Winterspiele - Olympia 2014

Vorbei, aus und Ruhe, der Normalalltag hat uns wieder.
Oder ging es euch anders?
Nun, der Fernseher hat die 14 Tage durchgehalten. Er lief bei mir nur im Hintergrund, denn so sportbegeistert bin ich nun auch wieder nicht um den ganzen Tag vor der Glotze zu hängen, aber mit einem Ohr habe ich den Moderatoren zugehört und wenn sie ihre Stimme erhoben und hektische Kommentare wie ein Radiokommentator abgaben, ja dann, dann habe ich mich auch vor die Glotze gesetzt und mitgefiebert.

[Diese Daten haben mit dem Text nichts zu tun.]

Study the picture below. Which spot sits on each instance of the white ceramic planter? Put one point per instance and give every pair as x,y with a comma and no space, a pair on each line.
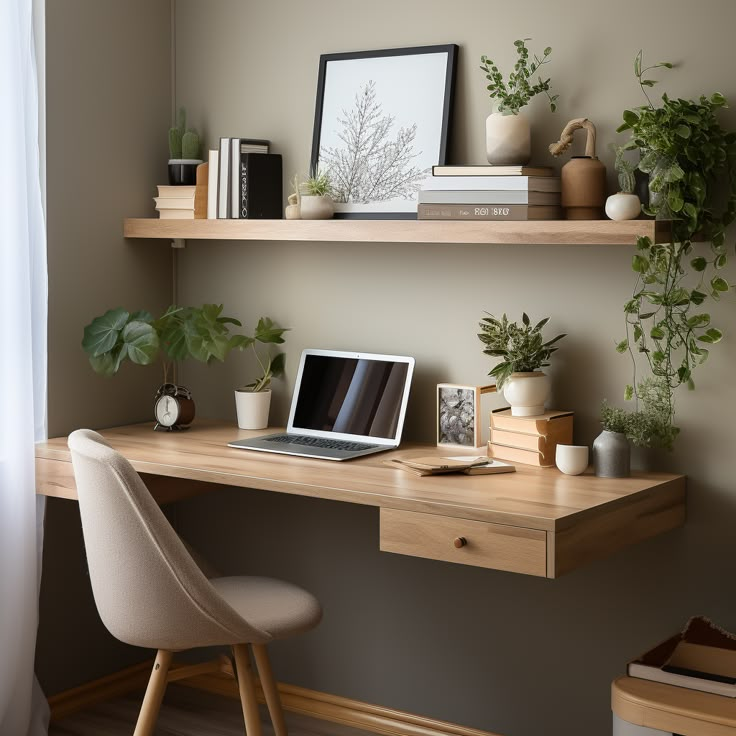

Die Sportler haben alle versucht ihre persönliche Höchstleistung zu geben, alle Achtung, auch wenn so manche Medaille anderen 'Nationen' überreicht wurden. Es waren tolle Spiele.

Man sollte aus dem vermeintlichen Desaster lernen und alle bzw. die meisten Funktionäre austauschen. Allein die Erwartungshaltung, min. 30 Medaillen, hat einige Sportler arg unter Druck gesetzt. Ferner bin ich der Meinung, dass in manchem Kader arg gemauschelt wird statt Förderung der Sportler. Kann es z.B. sein, dass unsere deutsche Curlingmannschaft (Männer) z.T. aus eigener Tasche die Spiele erlebten (laut Fernsehmoderator!)? Curling ist nun nicht gerade unser Nationalsport, steht aber symptomatisch für die Förderung vieler Sportarten.

Die Olympiade ist aber noch nicht vorbei. Freuen wir uns auf die Paralympics, leider, obwohl inzwischen eine feste Institution, zu wenig beachtet. Hut ab vor diesen Sportlern.